# elastomeric cracking



## wncpainter (Aug 7, 2010)

have been using elastomeric 100% modified acrylic caulk for some time,, but lately its been cracking and aligatoring after a flat paint application,, does not seem to matter whether its two hours or two weeks before its painted nor depth of caulking, its still cracking after paint. Not happening with egg-shells or semis,, but only flats. Happened on two seperate indoor jobs and temp and humidity have been steady. any ideas or suggestions? any other top caulk choices.


----------



## ewingpainting.net (Jun 2, 2008)

Its because the flat paint is not compatible with the elasto caulking. You should prime the caulking 1st. The only thing you can put over elasto caulk without priming it is elasto paint.


----------



## Schmidt & Co. (Nov 6, 2008)

wncpainter said:


> any ideas or suggestions?


Maybe try a different caulk? :whistling2:


----------



## ParagonVA (Feb 3, 2009)

ewingpainting.net said:


> Its because the flat paint is not compatible with the elasto caulking. You should prime the caulking 1st. The only thing you can put over elasto caulk without priming it is elasto paint.

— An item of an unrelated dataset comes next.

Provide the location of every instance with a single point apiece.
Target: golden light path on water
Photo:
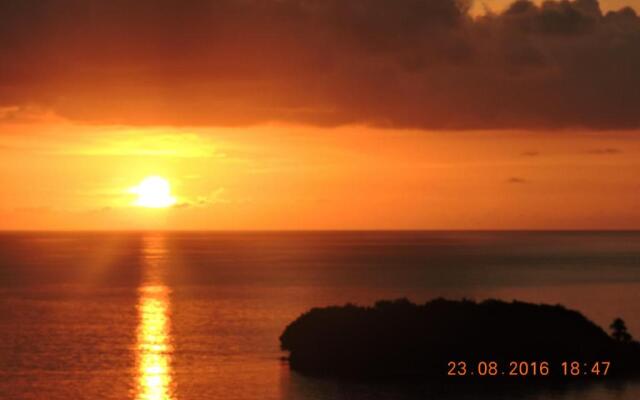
(154, 344)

I'll vouch for this- it works. I've had problems as well with the flat paint shrinking/alligatoring on top of the caulking- almost as if it were going over silicone. I swipe the caulking real quick with a small brush loaded with a latex primer and that does the trick. The only flat paint I've seen that never cracked was Valspar believe it or not.


----------



## briancreary (Oct 12, 2010)

TowerTech all the way


----------



## wncpainter (Aug 7, 2010)

product specs indicate that its the "best paintable formula" yet you need to prime?? its always been bomb proof for me on exterior, but me thinks I need to find a new interior brand


----------



## briancreary (Oct 12, 2010)

Probably way different binders in exterior paints. UV protectants and a whole bunch of other stuff.


----------



## oldskool (Nov 17, 2009)

We are having the same issues, my theory was that a flexible caulking(what you want) with a flat (inflexible) paint over the top will eventually crack as the caulking moves and the paint doesn't . Hadn't thought of the in compatibility of the caulking and the flat paint.

Eggshells and semis won't crack because the film is much more flexible. if the caulking alligatores the flat because of incompatibility then eggshell and semi should too.


----------



## oldskool (Nov 17, 2009)

Tested gripper, 4 caulks and a high end flat. 

So far, over the four (dap 200, ici acrylic 45 yr, ici elast 55 yr and smart caulk)different caulks, I primed half then top coated with two coats of flat , then the other half only two coats of flat. Where the flat went over the primed caulking, there are noticeable cracks, where only flat is there are no cracks. I have 24 hours on the test and will monitor it over the next few days and weeks.


----------



## captainblando (Aug 8, 2010)

why exactly are you using elastomeric inside?


----------